Atlas refers to the Premier Boxing Champions series initiated by boxing manager Al Haymon. The mysterious magnate forged deals with CBS, NBC, and ABC to bring boxing back to network television. The boxing manager’s deal with ESPN reorients Atlas’s job. ESPN’s Friday Night Fights soon morphs into a once-a-month Saturday affair. The debut primetime broadcast of NBC’s Premier Boxing Champions, which moves to Spike for a card tonight featuring a match between super middleweights Anthony Dirrell and Badou Jack, peaked at 4.2 million viewers during Keith Thurman’s decision over Robert Guerrero and delivered the sweet science its highest television ratings since 1998.

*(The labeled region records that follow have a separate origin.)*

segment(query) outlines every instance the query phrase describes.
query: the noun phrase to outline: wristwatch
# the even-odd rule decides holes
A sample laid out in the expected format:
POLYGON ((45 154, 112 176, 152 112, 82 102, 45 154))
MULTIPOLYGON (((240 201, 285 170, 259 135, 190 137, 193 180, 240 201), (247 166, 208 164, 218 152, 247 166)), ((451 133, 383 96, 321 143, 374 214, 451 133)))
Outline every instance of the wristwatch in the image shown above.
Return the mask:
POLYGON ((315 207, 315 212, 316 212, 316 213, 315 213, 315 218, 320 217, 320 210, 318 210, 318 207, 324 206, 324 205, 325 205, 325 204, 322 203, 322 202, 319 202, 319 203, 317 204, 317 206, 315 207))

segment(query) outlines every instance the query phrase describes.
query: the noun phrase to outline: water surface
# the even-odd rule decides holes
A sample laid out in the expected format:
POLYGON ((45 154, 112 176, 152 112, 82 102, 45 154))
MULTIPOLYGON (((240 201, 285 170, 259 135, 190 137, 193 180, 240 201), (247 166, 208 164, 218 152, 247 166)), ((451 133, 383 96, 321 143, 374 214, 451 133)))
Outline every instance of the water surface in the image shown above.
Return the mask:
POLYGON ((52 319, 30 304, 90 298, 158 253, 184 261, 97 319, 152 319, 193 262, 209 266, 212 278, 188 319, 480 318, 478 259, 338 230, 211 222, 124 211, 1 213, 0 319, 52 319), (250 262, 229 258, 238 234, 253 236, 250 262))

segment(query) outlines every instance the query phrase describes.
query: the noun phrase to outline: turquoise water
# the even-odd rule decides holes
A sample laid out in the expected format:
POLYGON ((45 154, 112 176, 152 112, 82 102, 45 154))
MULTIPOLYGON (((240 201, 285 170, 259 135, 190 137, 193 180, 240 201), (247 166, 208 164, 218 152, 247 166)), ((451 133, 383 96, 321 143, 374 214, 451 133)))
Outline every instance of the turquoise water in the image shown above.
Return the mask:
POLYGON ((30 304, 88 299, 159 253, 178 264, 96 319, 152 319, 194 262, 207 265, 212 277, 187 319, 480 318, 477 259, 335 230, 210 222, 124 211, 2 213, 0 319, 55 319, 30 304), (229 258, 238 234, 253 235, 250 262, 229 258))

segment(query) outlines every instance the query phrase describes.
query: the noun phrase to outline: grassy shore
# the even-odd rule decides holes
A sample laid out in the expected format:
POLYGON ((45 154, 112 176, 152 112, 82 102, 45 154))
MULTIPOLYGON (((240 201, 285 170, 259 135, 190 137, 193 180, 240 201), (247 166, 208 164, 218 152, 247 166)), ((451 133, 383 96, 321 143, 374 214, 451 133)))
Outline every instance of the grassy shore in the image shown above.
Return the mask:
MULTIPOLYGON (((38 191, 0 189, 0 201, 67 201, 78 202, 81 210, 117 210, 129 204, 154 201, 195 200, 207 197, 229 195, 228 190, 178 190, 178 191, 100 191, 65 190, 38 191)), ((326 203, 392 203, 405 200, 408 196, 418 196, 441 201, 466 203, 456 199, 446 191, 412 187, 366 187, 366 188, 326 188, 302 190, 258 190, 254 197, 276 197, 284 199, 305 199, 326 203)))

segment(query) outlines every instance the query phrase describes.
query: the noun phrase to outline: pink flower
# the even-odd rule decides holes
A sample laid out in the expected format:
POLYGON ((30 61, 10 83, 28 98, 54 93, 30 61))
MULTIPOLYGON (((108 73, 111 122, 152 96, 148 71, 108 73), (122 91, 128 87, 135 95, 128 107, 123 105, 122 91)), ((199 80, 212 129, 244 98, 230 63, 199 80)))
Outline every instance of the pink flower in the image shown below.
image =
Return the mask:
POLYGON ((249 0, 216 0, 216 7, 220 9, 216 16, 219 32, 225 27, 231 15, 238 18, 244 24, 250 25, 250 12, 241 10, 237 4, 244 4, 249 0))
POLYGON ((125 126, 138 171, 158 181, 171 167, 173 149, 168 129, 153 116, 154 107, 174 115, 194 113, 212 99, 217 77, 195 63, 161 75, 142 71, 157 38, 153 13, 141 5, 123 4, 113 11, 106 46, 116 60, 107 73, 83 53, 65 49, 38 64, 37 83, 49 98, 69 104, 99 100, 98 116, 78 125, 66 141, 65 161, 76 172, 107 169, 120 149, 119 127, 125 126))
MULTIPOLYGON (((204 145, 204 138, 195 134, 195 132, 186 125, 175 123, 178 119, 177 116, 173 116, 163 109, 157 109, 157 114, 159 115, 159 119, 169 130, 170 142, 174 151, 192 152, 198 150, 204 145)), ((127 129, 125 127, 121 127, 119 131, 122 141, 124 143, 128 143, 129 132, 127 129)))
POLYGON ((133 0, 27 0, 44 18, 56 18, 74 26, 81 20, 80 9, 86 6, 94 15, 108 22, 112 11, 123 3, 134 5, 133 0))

“Now you want them to stay,” Atlas says of the audience. “See, that’s the key. You don’t want them to be like those ghosts in the Kevin Costner movie where they disappear into the fields. You don’t want that. That’s not good. You want them to stay.”

Atlas didn’t stay long at the Catskill Boxing Club in the early 1980s. Legendary trainer Cus D’Amato dismissed his younger protégé after he fired a .38 next to 15-year-old Mike Tyson’s ear to teach him a lesson for bothering his niece. Tyson last year gave Atlas his hand and his apology. The pair hadn’t spoken for decades. Calling Atlas an “extremely important” figure in his young life, Tyson told ESPN: “I was wrong and I am just happy enough to make my amends.”

Although Tyson initially built his name with a run of quick knockouts airing on ESPN from dark and dingy Upstate New York gymnasiums, he subsequently embodied the pay-per-view model—which followed the closed-circuit model embraced by Muhammad Ali—that moved quality boxing further away from normal broadcast television. Now some promoters with a long view beyond short-term profits see basic cable and network television as key to the sport’s comeback. And Atlas, ESPN’s sweet-science guru for more than a decade, finds himself in the middle of the down-but-not-out sport’s rally.

“They will stay only, only if you don’t lie to them,” Atlas concludes of viewers, “if you give them fights where, for the most part, you can make an argument on either side whose gonna win—not fights where, at the end of the day, even if you get marquee names, only one guy can win.”